One of the more frustrating experiences in movie viewing is when a story has an intriguing setup, but when it comes time to pay it off, it's at best anticlimatic and more likely annoying to infuriating. Such as it is with Heretic, art house darling studio A24's latest horror film which has disappointment in common with releases like Y2K (just viewed a few nights ago) and MaXXXine from last summer.
Heretic follows Mormon missionaries Sister Barnes (Sophie Thatcher, Yellowjackets) and Sister Barnes (Chloe East, The Fabelmans) as they struggle to make converts. When not being rebuffed by people walking by, they're being pranked by cruel teenagers. As they approach their last lead, it begins to rain. Answering the door is Mr. Reed (Hugh Grant), who invites them in. They initially demur because it's required for a female to be present, but he assures them his wife is home baking blueberry pie. He also asks if they have a problem with there being metal in the walls and ceiling. Ruh-roh.
Initially, Reed seems like a very interested customer as he already has a heavily annotated copy of the Book of Mormon (the Mormon Bible, not the Broadway musical), but as the referenced Mrs. Reed never appears, the girls begin to get more concerned. This concern rises to mild panic as they realize the front door is locked and they have no cell signal due to the Faraday cage construction he mentioned. And the smell of blueberry pie? It was a scented candle. (Not a spoiler; it's in the trailer.)
Venturing further into the house, they find Reed waiting in a large room with a vaguely churchish vibe. Here's where things kick into gear as he challenges the claims of religions to be the "One True Faith" by analogizing various editions of Monopoly & the similarity between The Hollies' "The Air That I Breathe" with Radiohead's "Creep" and Lana Del Rey's "Get Free" with the point being all religions are just ripping off each other. He then tells them they are free to go, but must choose between doors labeled "Belief" and "Disbelief."
What happens when they make their choice comprises the back half of Heretic and it's where things begin to fall apart storywise as co-writers/directors Scott Beck and Bryan Woods (whose last film was the forgettable Adam Driver vs. dinosaurs sci-fi flick 65) find themselves unable to deliver on the heady premise and it spirals into more far-fetched situations which raise more questions as to what is the One True Religion. (Which everyone who watches The Simpsons knows is a mix of voodoo and Presbyterian.)

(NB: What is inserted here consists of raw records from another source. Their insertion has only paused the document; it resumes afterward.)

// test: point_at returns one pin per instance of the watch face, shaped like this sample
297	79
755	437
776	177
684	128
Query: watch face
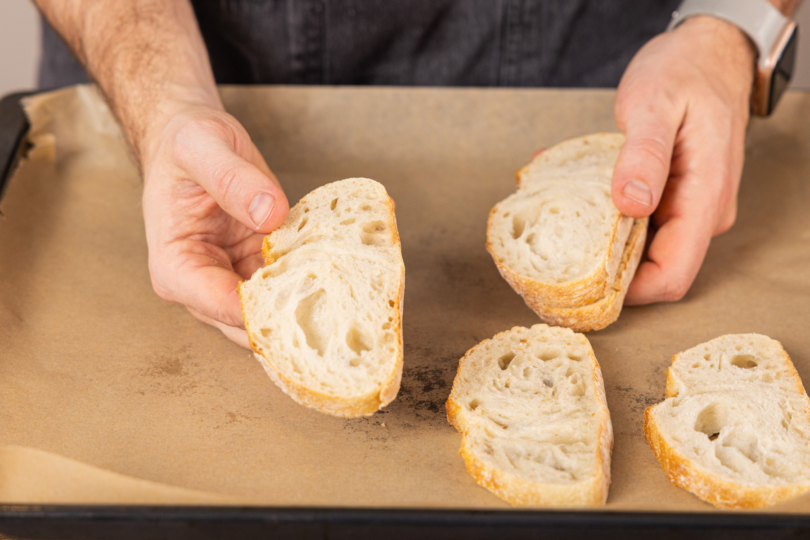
783	71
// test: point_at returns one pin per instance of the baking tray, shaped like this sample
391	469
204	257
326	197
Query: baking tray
98	521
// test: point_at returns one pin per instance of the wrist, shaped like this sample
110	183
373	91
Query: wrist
177	103
726	45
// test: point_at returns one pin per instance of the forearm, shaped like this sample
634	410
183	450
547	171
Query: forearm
147	56
787	7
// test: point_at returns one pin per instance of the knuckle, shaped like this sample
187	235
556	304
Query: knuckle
654	150
726	222
227	181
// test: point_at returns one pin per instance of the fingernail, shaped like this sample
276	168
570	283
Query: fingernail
638	191
260	208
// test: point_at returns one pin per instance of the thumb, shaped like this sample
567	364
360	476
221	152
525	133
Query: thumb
642	167
245	189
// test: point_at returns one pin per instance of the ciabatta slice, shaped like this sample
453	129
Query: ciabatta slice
735	427
530	405
324	317
606	310
559	240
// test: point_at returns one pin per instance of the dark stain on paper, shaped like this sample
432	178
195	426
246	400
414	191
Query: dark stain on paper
170	372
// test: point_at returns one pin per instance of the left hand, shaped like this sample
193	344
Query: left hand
683	104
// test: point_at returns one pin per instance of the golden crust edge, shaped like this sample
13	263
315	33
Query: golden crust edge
581	292
523	493
606	310
706	486
364	405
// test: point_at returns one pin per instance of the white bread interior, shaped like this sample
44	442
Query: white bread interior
559	241
536	431
735	426
324	317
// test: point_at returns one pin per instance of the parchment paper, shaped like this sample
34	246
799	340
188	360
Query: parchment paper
95	368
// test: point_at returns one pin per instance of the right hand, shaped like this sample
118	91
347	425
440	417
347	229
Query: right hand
209	198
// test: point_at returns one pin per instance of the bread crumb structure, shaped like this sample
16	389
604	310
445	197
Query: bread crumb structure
536	431
560	242
324	317
735	426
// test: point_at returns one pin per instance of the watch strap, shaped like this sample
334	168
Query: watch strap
758	19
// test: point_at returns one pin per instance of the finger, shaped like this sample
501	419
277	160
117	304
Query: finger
200	276
237	335
650	123
689	212
675	256
241	184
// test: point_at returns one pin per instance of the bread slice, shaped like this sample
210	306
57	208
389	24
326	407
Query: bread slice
560	242
324	317
530	405
735	426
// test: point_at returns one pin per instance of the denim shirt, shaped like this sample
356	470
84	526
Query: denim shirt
559	43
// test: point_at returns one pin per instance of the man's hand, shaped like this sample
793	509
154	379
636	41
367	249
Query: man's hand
209	199
683	104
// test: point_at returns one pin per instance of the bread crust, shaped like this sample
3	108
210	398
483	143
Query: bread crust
347	407
576	293
686	474
606	310
706	486
520	492
592	302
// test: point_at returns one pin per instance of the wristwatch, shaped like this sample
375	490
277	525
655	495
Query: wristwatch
774	35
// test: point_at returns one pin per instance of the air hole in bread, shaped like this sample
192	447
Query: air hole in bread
358	340
374	234
518	224
570	371
505	360
711	420
549	354
310	315
744	361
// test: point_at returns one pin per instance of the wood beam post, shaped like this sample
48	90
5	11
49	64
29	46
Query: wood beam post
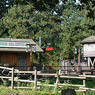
79	58
31	57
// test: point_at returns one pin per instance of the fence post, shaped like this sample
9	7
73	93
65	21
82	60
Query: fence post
57	81
35	80
12	79
84	80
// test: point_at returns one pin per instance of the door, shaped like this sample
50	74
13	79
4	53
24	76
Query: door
22	63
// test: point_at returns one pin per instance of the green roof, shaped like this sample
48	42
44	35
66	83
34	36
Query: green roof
17	45
90	39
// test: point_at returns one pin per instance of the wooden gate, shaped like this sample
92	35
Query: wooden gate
22	63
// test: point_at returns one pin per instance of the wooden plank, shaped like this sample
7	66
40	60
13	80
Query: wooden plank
76	91
93	89
84	79
5	68
12	80
46	74
23	72
24	87
35	80
47	85
88	76
73	77
71	85
20	80
4	77
57	81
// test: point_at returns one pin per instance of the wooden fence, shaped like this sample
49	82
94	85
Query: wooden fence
36	73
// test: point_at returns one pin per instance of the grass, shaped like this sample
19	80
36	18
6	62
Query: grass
6	91
45	90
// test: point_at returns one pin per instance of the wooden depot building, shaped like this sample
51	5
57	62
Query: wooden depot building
18	53
89	50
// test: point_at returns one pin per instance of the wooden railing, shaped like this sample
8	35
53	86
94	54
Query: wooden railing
36	73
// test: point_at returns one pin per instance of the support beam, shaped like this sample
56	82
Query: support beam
79	58
31	57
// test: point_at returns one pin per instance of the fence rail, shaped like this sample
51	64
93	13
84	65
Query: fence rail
36	73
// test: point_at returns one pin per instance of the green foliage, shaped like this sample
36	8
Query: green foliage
62	28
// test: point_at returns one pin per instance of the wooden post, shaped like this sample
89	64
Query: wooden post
79	58
57	81
35	80
12	79
84	80
31	57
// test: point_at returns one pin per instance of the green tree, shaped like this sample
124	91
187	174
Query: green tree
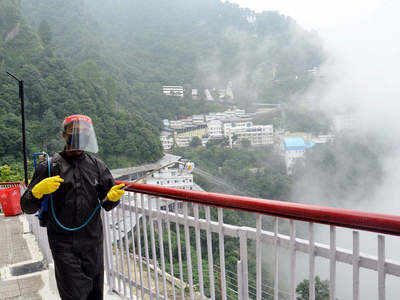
321	289
44	32
245	143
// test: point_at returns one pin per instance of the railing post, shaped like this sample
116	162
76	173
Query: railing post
243	259
356	265
222	253
312	262
332	262
240	280
381	268
292	260
276	261
259	257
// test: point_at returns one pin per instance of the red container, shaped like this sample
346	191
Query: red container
10	201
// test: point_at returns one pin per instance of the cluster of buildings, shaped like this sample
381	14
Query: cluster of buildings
233	124
208	94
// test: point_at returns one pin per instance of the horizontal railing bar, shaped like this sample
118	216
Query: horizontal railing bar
375	222
126	280
321	250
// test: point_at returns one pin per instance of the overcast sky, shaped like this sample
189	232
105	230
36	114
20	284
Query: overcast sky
316	14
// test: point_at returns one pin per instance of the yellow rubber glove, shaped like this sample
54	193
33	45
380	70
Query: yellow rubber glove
47	186
115	193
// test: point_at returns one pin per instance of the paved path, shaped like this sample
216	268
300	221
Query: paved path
13	250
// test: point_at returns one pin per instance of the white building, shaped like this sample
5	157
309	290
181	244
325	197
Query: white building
209	97
183	141
324	138
195	94
198	119
294	149
167	140
215	129
172	177
346	122
234	126
229	91
173	90
257	135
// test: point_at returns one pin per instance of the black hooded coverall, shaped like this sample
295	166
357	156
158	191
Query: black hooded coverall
78	255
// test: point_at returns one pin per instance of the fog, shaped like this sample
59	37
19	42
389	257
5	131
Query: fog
361	74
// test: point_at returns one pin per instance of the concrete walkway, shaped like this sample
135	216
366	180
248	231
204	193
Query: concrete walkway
18	247
14	250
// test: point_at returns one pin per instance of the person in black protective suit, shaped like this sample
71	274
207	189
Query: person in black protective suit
78	183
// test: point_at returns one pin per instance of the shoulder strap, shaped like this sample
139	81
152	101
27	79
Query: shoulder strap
94	160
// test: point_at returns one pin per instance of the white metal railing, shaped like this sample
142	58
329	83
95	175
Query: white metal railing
154	263
41	236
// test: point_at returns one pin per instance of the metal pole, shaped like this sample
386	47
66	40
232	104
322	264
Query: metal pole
21	96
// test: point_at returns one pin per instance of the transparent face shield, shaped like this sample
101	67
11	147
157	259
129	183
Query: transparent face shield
80	136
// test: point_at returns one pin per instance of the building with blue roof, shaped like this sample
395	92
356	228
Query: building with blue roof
294	149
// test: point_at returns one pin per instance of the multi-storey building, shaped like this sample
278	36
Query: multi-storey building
257	134
293	149
167	140
215	129
234	126
173	90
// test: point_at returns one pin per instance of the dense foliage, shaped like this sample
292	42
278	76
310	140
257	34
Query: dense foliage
110	61
321	289
196	44
55	89
343	173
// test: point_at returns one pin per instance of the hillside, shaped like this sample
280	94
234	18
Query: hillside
197	43
109	59
55	89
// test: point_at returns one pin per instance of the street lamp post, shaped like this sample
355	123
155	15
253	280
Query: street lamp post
21	97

The more I thought about the last act, the madder I got to the point where I'd docked a point from its initial 7/10 score before going to bed then knocking off another while eating breakfast. Many movies require some suspension of disbelief, but Heretic requires leaps of faith that Evel Knievel couldn't clear beginning with the entire premise resting on Reed constructing this test of faith & rigged house with timed locks and signal-blocking construction seemingly in preparation for these two girls to arrive. What would've happened if two male Elders knocked on his door? How did he get elements for his scheme without anyone noticing?
That a movie about faith literally ends with a deus ex machina is stock horror movie stuff, but divorced from the premise that drew us in. The final shot is also another one of those "What does it really mean? things which bugged me the other night with Juror #2.
It's too bad because the thesis is interesting and the performances are uniformly solid beginning with Grant's calibrated descent from charming to threatening, but he's undercut by the screenplay's tropes. Anyone really surprised by Grant's later career moves must not have seen him in 2012's Cloud Atlas where he played a half-dozen wildly different characters.
Even while the overall story falters on horror tropes and contrivances, it's too its credit that it doesn't play the Sisters as total naifs as they both call BS on Reed's arguments and never succumb to helpless damseling. However, a detail about Barne's again raises questions about what she's doing in her free time.
In my 65 review linked above, I called into question Beck and Woods' writing skills as their script seemed vastly inferior to their A Quiet Place script which must have been vastly rewritten by director and star John Krasinski and my doubts continue here. While they stage their tale with good visual style, aided by Chung Chung-hoon's shadowy cinematography, the writing lets things down.
Score: 5/10. Catch it on cable/streaming.